Using the Optimization System

Command Line Interface

# Run comprehensive database optimization
skyview-data optimize

# Run with force flag to skip confirmation prompts
skyview-data optimize --force

# Check current optimization statistics
skyview-data optimize --stats-only

Optimization Output Example

Optimizing database for storage efficiency...
✓ Auto VACUUM: Enable incremental auto-vacuum
✓ Incremental VACUUM: Reclaim free pages incrementally  
✓ Optimize: Update SQLite query planner statistics
✓ Analyze: Update table statistics for better query plans

VACUUM completed in 1.2s: 275.3 MB → 263.1 MB (saved 12.2 MB, 4.4%)

Database optimization completed successfully.
Storage efficiency: 96.8% (263.1 MB used of 272.4 MB allocated)

Configuration Options

{
  "database": {
    "vacuum_interval": "24h",
    "page_size": 4096,
    "enable_compression": true,
    "compression_level": 6
  }
}

Optimization Statistics

The optimization system provides detailed metrics about database performance:

Available Statistics

  • Database Size: Total file size in bytes
  • Page Statistics: Page size, count, and utilization
  • Storage Efficiency: Percentage of allocated space actually used
  • Free Space: Amount of reclaimable space available
  • Auto-Vacuum Status: Current auto-vacuum configuration
  • Last Optimization: Timestamp of most recent optimization

Programmatic Access

// Get current optimization statistics
optimizer := NewOptimizationManager(db, config)
stats, err := optimizer.GetOptimizationStats()
if err != nil {
    log.Fatal("Failed to get stats:", err)
}

fmt.Printf("Database efficiency: %.1f%%\n", stats.Efficiency)
fmt.Printf("Storage used: %.1f MB\n", float64(stats.DatabaseSize)/(1024*1024))

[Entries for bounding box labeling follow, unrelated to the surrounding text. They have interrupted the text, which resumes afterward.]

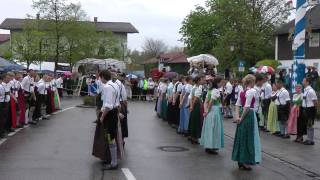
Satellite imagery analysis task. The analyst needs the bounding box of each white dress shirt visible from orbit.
[55,77,63,88]
[101,80,120,110]
[236,88,257,108]
[115,80,128,101]
[211,89,220,100]
[234,84,243,99]
[224,81,233,95]
[253,86,261,112]
[1,82,11,102]
[194,85,203,98]
[261,82,272,99]
[21,75,34,93]
[302,86,318,107]
[37,79,46,95]
[275,87,290,105]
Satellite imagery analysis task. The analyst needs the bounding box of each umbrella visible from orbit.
[187,54,219,66]
[249,67,257,73]
[257,66,274,74]
[126,74,138,79]
[63,71,72,76]
[163,72,178,78]
[277,65,290,69]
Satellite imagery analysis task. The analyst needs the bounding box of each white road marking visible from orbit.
[121,168,136,180]
[0,138,7,145]
[8,128,22,136]
[52,106,75,114]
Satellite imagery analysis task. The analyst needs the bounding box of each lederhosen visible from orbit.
[103,84,118,144]
[116,83,129,138]
[261,89,271,119]
[5,83,12,131]
[0,84,9,135]
[45,85,53,114]
[173,82,181,126]
[32,82,45,120]
[277,90,290,122]
[302,90,317,128]
[24,77,34,109]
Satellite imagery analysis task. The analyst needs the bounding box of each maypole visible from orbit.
[292,0,308,92]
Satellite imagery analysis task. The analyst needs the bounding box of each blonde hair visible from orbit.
[242,74,256,86]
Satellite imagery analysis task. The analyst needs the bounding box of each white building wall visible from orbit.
[279,59,320,72]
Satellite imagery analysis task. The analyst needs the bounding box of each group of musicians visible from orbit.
[92,70,128,170]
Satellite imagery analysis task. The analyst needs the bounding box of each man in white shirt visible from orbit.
[1,73,14,133]
[302,78,318,145]
[261,76,272,131]
[55,75,64,98]
[32,75,47,123]
[0,74,10,139]
[224,80,233,118]
[253,74,264,127]
[21,69,36,123]
[98,70,120,170]
[115,74,129,138]
[147,77,155,101]
[275,80,290,139]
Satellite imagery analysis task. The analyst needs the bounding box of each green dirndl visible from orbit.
[188,99,201,139]
[267,101,280,133]
[232,109,261,165]
[160,98,168,120]
[199,104,224,149]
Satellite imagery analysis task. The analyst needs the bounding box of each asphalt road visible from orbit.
[0,98,320,180]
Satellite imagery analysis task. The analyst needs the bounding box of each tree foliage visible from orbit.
[180,0,289,67]
[13,0,123,70]
[142,38,168,58]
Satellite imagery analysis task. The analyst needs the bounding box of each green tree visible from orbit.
[32,0,73,72]
[11,19,47,69]
[181,0,289,67]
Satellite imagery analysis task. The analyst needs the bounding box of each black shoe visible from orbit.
[208,149,218,155]
[282,134,290,139]
[29,121,37,125]
[303,140,314,146]
[102,165,118,171]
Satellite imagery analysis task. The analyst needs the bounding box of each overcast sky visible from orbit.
[0,0,205,50]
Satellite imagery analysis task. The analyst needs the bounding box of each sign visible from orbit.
[239,67,245,72]
[239,61,245,72]
[308,0,320,6]
[309,33,320,47]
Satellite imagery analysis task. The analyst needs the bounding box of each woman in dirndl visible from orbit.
[166,80,175,126]
[160,79,168,121]
[178,77,192,136]
[232,74,261,171]
[199,77,224,154]
[267,85,280,135]
[189,76,202,144]
[288,84,306,142]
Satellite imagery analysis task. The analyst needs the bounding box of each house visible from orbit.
[0,34,10,57]
[275,5,320,70]
[143,52,190,74]
[0,17,139,61]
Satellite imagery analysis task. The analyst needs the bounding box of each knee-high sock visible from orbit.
[25,108,30,124]
[279,122,285,135]
[109,144,118,166]
[307,128,314,142]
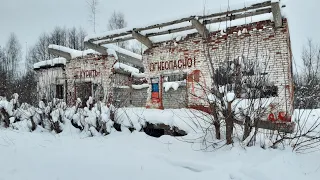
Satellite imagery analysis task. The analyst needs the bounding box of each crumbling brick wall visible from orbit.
[143,19,293,112]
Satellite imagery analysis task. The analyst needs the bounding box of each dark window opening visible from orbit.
[164,73,187,82]
[76,82,92,107]
[245,86,278,99]
[56,85,63,99]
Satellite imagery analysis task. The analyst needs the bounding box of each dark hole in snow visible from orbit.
[143,127,164,137]
[113,122,121,132]
[143,122,187,137]
[180,166,201,172]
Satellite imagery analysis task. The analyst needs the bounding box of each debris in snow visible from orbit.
[220,29,226,36]
[115,108,211,133]
[113,62,139,74]
[226,92,236,102]
[33,57,67,69]
[86,96,93,107]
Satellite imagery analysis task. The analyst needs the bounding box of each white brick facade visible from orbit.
[143,19,293,113]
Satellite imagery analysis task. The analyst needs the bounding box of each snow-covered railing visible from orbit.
[48,44,100,60]
[33,57,66,69]
[85,1,282,48]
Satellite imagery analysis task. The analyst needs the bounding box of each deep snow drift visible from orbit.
[0,129,320,180]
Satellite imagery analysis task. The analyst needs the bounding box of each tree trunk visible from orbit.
[0,108,10,128]
[210,104,221,139]
[213,121,221,139]
[226,102,233,144]
[242,116,252,141]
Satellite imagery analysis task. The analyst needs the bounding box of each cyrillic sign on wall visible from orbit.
[149,57,196,72]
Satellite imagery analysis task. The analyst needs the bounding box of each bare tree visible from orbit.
[87,0,99,33]
[5,33,22,81]
[77,27,87,51]
[294,39,320,109]
[108,11,128,48]
[50,26,67,46]
[68,27,79,49]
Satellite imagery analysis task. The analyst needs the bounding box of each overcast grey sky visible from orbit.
[0,0,320,64]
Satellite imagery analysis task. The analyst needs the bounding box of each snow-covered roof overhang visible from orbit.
[84,42,143,68]
[33,57,67,70]
[48,42,143,68]
[48,44,100,60]
[85,0,285,48]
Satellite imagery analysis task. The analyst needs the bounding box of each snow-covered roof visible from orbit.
[85,0,281,46]
[104,44,142,60]
[33,57,67,69]
[113,62,139,74]
[48,44,100,59]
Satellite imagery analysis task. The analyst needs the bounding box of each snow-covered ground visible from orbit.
[0,129,320,180]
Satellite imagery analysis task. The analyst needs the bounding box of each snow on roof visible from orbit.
[113,62,139,74]
[49,44,100,59]
[33,57,67,69]
[104,44,142,60]
[84,28,132,41]
[85,0,278,43]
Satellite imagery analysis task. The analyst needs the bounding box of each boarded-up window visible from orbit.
[188,70,200,82]
[75,82,92,106]
[56,85,63,99]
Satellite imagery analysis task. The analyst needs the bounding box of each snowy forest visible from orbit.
[0,0,320,180]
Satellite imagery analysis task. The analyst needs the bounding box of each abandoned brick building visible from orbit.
[85,1,293,121]
[34,45,148,107]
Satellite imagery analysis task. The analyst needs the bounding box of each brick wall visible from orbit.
[36,67,63,101]
[37,56,147,107]
[143,19,292,112]
[163,87,187,109]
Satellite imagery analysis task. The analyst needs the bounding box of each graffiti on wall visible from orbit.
[74,69,100,79]
[149,57,196,72]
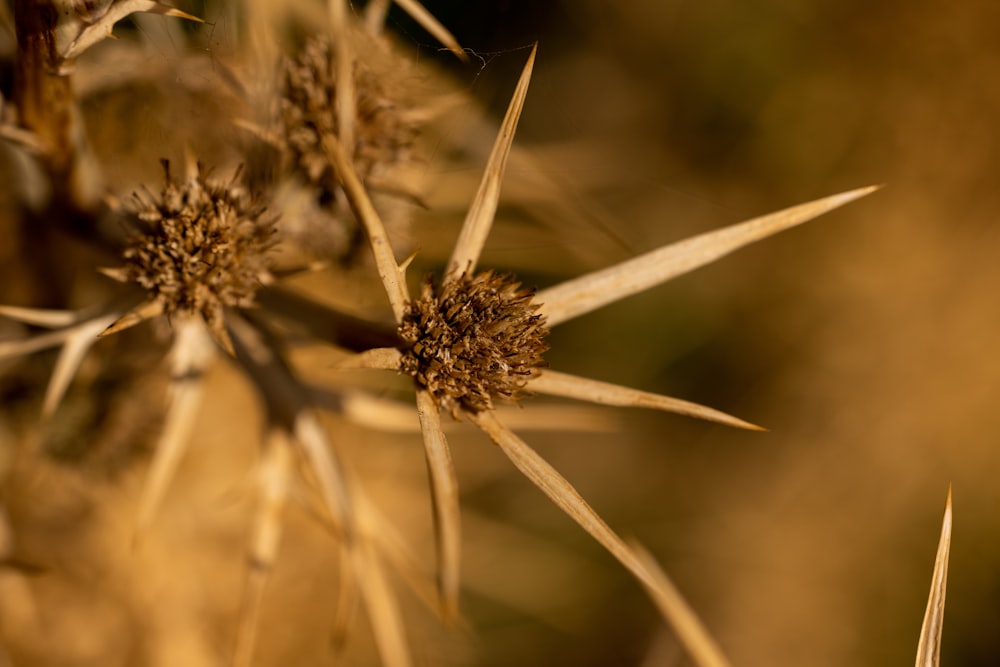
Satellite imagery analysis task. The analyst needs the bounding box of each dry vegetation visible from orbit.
[0,0,988,667]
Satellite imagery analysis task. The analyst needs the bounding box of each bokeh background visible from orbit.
[0,0,1000,667]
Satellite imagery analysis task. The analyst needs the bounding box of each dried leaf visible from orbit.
[337,347,403,371]
[916,486,951,667]
[535,186,878,326]
[42,313,118,419]
[136,317,215,540]
[346,539,412,667]
[394,0,468,62]
[62,0,204,60]
[232,428,292,667]
[98,299,163,337]
[632,544,730,667]
[528,369,765,431]
[448,44,538,275]
[323,135,409,323]
[417,389,462,619]
[0,306,80,329]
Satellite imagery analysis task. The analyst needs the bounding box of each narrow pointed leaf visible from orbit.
[916,486,951,667]
[293,411,355,542]
[63,0,204,60]
[528,369,764,431]
[632,544,730,667]
[0,328,73,359]
[136,317,215,539]
[535,186,878,326]
[99,299,163,336]
[337,347,403,371]
[232,428,292,667]
[417,389,462,619]
[0,306,80,329]
[347,539,412,667]
[466,410,700,624]
[42,314,117,419]
[323,135,409,323]
[364,0,390,35]
[395,0,468,62]
[329,0,357,152]
[448,44,538,274]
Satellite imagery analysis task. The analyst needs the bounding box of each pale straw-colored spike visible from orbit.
[528,369,766,431]
[467,410,725,667]
[135,316,215,541]
[364,0,390,35]
[0,306,80,329]
[293,409,355,542]
[336,347,403,371]
[0,328,73,359]
[334,392,621,433]
[417,389,462,620]
[228,313,354,541]
[329,0,356,155]
[42,313,118,419]
[448,44,538,276]
[323,135,409,323]
[631,542,730,667]
[496,408,621,433]
[232,427,293,667]
[231,118,282,148]
[62,0,204,60]
[345,539,413,667]
[535,186,879,326]
[0,310,121,359]
[330,544,361,662]
[98,299,163,337]
[916,485,951,667]
[394,0,469,62]
[353,488,441,611]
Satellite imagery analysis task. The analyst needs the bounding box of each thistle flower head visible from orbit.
[399,271,548,419]
[279,37,416,189]
[113,161,274,340]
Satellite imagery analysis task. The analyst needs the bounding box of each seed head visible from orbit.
[399,271,548,419]
[116,161,274,330]
[280,37,416,193]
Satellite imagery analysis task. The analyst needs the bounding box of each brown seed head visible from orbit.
[399,271,548,419]
[280,37,416,192]
[120,161,274,328]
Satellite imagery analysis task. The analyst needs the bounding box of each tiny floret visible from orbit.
[399,271,548,419]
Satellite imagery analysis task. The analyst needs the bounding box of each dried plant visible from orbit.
[0,0,950,666]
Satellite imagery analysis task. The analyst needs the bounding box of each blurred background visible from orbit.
[0,0,1000,667]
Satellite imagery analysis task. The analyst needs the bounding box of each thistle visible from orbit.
[326,49,875,665]
[102,160,274,354]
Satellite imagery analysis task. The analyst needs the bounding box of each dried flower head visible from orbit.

Performance Considerations

Query Optimization

  • Time-range queries use idx_aircraft_history_icao_time
  • Callsign lookups prioritize local cache over external APIs
  • Bulk operations use transactions for consistency

Storage Efficiency

  • Configurable history limits prevent unbounded growth
  • Automatic VACUUM operations with optimization reporting
  • Compressed timestamps and efficient data types
  • Page size optimization for storage efficiency
  • Auto-vacuum configuration for incremental space reclamation

Memory Usage

  • WAL mode for concurrent read/write access
  • Connection pooling for multiple goroutines
  • Prepared statements for repeated queries

Privacy and Security

Privacy Mode

SkyView includes comprehensive privacy controls through the privacy_mode configuration option:

{
  "callsign": {
    "enabled": true,
    "privacy_mode": true,
    "external_apis": false
  }
}

Privacy Mode Features

  • No External Calls: Completely disables all external API requests
  • Local-Only Lookups: Uses only embedded OpenFlights database for callsign enhancement
  • No Data Transmission: Aircraft data never leaves the local system
  • Compliance: Suitable for sensitive environments requiring air-gapped operation

Privacy Mode Behavior

Feature Privacy Mode ON Privacy Mode OFF
External API calls Disabled Configurable
OpenFlights lookup Enabled Enabled
Callsign caching Local only Full caching
Data transmission None ⚠️ API calls only

Use Cases for Privacy Mode

  • Military installations: No external data transmission allowed
  • Air-gapped networks: No internet connectivity available
  • Corporate policies: External API usage prohibited
  • Personal privacy: User preference for local-only operation

Security Considerations

File Permissions

  • Database files readable only by skyview user/group
  • Configuration files protected from unauthorized access
  • Backup files inherit secure permissions

Data Protection

  • Local SQLite database with file-system level security
  • No cloud storage or external database dependencies
  • All aviation data processed and stored locally

Network Security

  • External API calls (when enabled) use HTTPS only
  • No persistent connections to external services
  • Optional certificate validation for API endpoints

Data Integrity

  • Foreign key constraints where applicable
  • Transaction isolation for concurrent operations
  • Checksums for migration verification

Troubleshooting

Common Issues

Database Locked

Error: database is locked

Solution: Stop SkyView service, check for stale lock files, restart

Migration Failures

Error: migration 3 failed: table already exists

Solution: Check schema version, restore from backup, retry migration

Permission Denied

Error: unable to open database file

Solution: Verify file permissions, check directory ownership, ensure disk space

Diagnostic Commands

# Check database integrity
sqlite3 /var/lib/skyview/skyview.db "PRAGMA integrity_check;"

# View schema version
sqlite3 /var/lib/skyview/skyview.db "SELECT * FROM schema_info;"

# Database statistics
sqlite3 /var/lib/skyview/skyview.db ".dbinfo"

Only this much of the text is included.